I am long BAC. The coveted golden cross was just achieved by BAC. This is when the 50-day SMA crosses above the 200-day SMA and is considered extremely bullish. The stock has continued to rise in the face of macro headwinds. This tells me the bad news has been priced in and the stock still has positive catalysts.
Ford Motor Co.
Ford's projected EPS growth rate for next year is 18.25%. The company is trading 27% below its 52-week high and has 43% upside based on the analysts' mean target price of $13.50 for the company. Ford was trading Tuesday for $9.41, up almost 1% for the day.
Fundamentally, Ford has several positives. The company has a forward P/E of 6.32. Ford is trading for 7.79 times free cash flow and slightly over two times book value. The company pays a dividend with a yield of 2.13% and has a PEG ratio of 0.28 and a net profit margin of 13.28%. Ford insider ownership has increased by 54% over the past six months.
Technically, Ford is attempting to complete a trend reversal. The stock was posting higher highs and higher lows since the start of August. Recently the stock has been drifting lower but still trading above the 50-day SMA. Ford is another long-term buy here. The risk/reward ratio favors long trades. Nine dollars has proven to be substantial support for the stock.
Micron Technology Inc. (MU)
Micron's projected EPS growth rate for next year is 117.80%. The company is trading 34% below its 52 week high and 61% potential upside based on the consensus mean target price of $9.80 for the company. Micron was trading Tuesday for $6.09, down almost 2% for the day.
Fundamentally, Micron has some positives. Micron is trading for approximately 78% of book value and 74% of sales. Stifel Nicolaus reiterated their Buy rating on the stock on June 21st with a $9.50 price target.
Micron has been stuck in a trading range between $7 and $6 for quite some time. At the time of my last article, I suggested you stay out of Micron. The stock was trading at $6.79 at the time. I now feel the situation has changed and may favor longs at this point. If the stock can break through resistance at the 50 day sma, it should continue higher. Avoid the stock until then.
Sprint Nextel Corp. (S)
Sprint's projected EPS growth rate for next year is 43%. Currently, the company is trading 13% below its 52 week high and 2% potential upside based on the analysts' mean target price of $4.90 for the company. Sprint closed Tuesday down 1% for the day.
Sprint has some fundamental positives and its growth catalysts are still intact. Sprint's name is still being bandied about by the Street's merger rumor mill. Sprint's stock has doubled recently. I believe the stock will continue to rise down the road, but will go through a period of back and filling for the next few months and may even test the 50 day sma.

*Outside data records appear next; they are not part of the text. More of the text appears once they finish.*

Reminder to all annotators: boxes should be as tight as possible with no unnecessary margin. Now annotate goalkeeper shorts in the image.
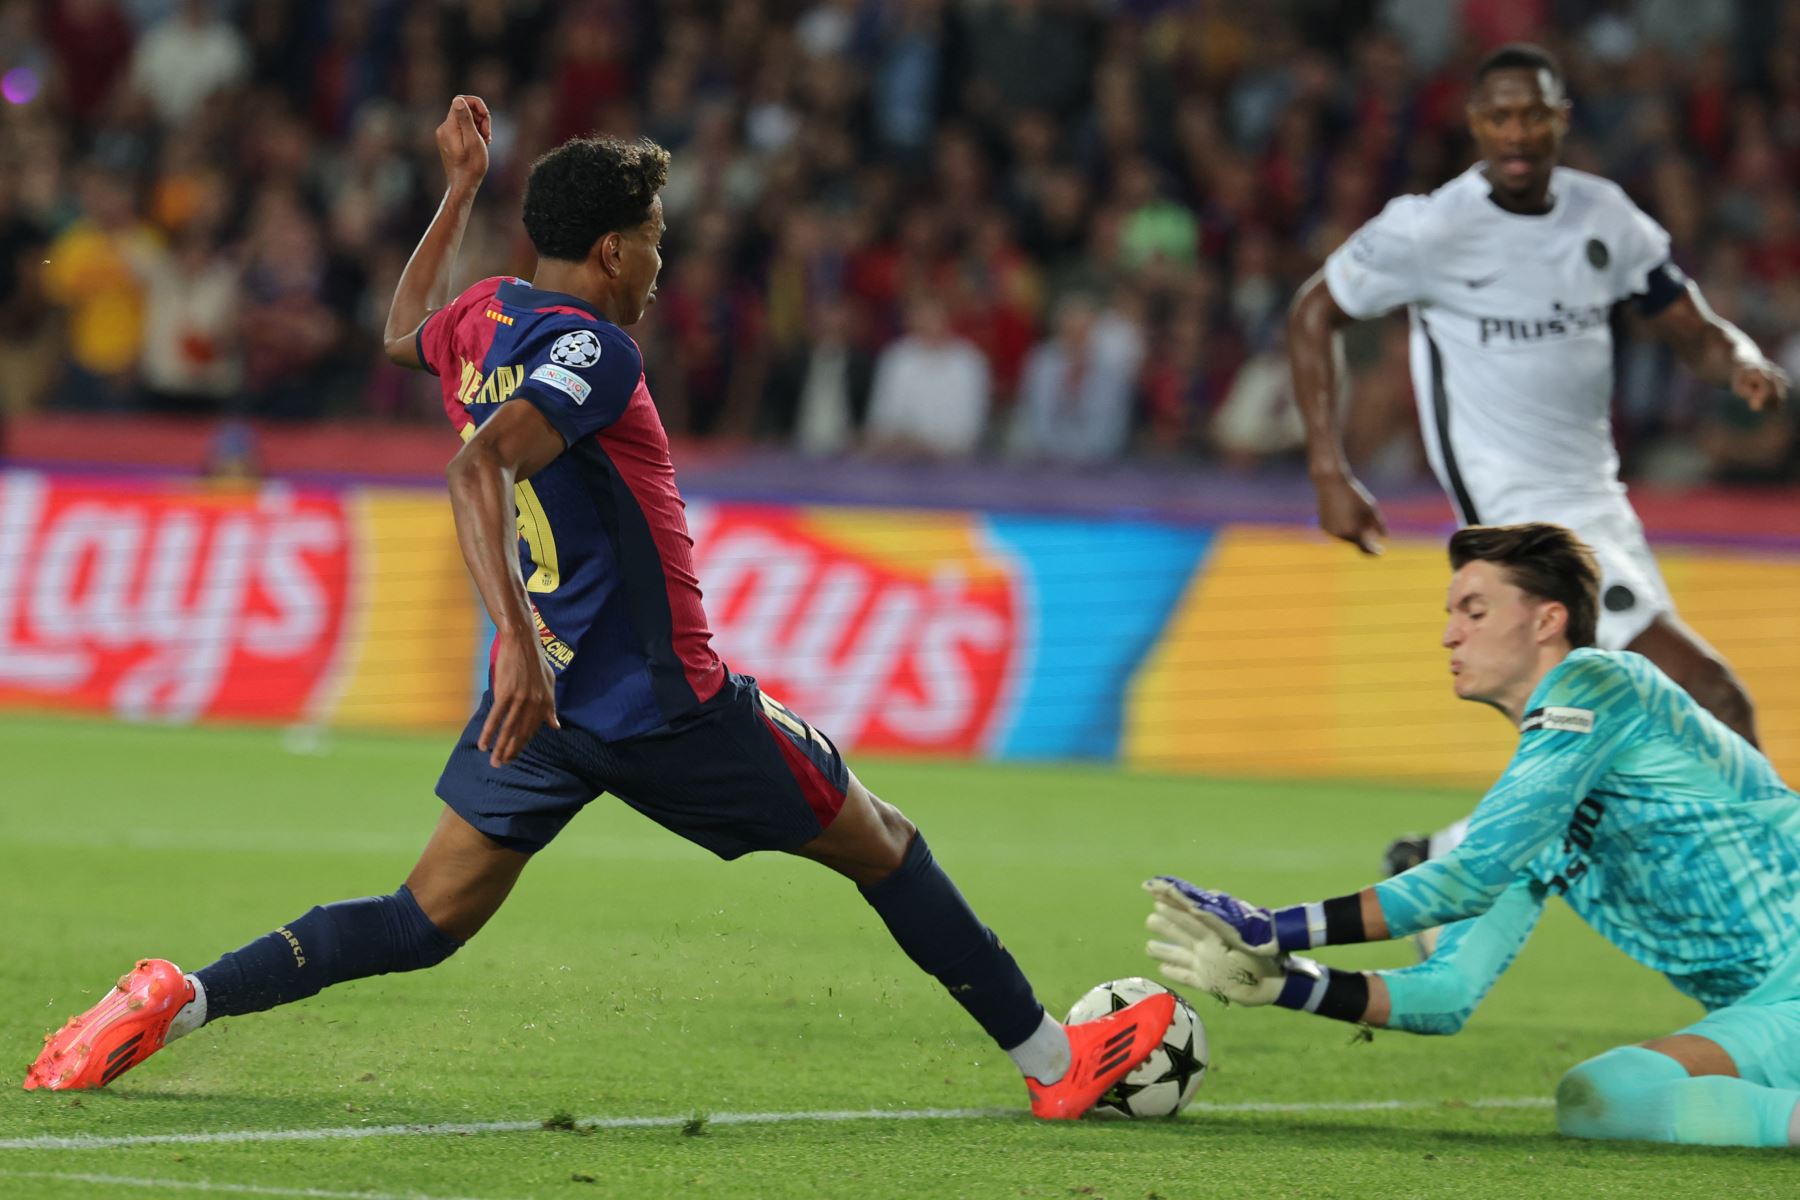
[1677,997,1800,1091]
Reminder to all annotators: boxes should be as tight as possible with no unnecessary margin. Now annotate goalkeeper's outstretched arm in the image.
[1147,878,1543,1033]
[1148,656,1642,961]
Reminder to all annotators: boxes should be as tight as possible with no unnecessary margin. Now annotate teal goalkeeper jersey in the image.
[1375,649,1800,1016]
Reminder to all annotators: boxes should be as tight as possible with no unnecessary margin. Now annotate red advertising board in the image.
[690,504,1021,755]
[0,473,353,723]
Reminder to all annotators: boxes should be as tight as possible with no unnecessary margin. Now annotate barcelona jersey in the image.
[417,277,724,739]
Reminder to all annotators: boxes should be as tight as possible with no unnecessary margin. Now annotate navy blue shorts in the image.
[435,672,851,858]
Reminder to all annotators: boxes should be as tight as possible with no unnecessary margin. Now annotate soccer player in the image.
[1289,43,1785,749]
[1143,522,1800,1147]
[23,95,1172,1118]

The fundamentals and catalysts are still in place; nevertheless, the stock has doubled in the last couple of months. The risk/reward ratio has changed for the stock. I would look for a significant pullback prior to starting a position.
The Bottom Line
Significant projected EPS growth is a huge positive for a stock. This is a leading indicator that the company is on the right track. A higher stock price should follow. Nevertheless, there are many other factors that will influence a stock's performance.
Right now there is a huge argument as to whether the market will react favorably or not to the ECB's plans to cure the eurozone's fringe member's debt issues once and for all. It seems to me a preponderance of pundits are taking a negative outlook. I posit the majority is wrong once again. Draghi is not going to pull any punches. Once we can rest easier that our European counterparts have everything under control, investors will finally be able to focus on stock fundamentals rather than macro concerns.
Disclaimer: This is not an endorsement to buy or sell securities. Investing in securities carries with it very high risks. The information contained within this article for informational purposes only and is subject to change at any time. Do your own due diligence and consult with a licensed professional before making any investment decisions.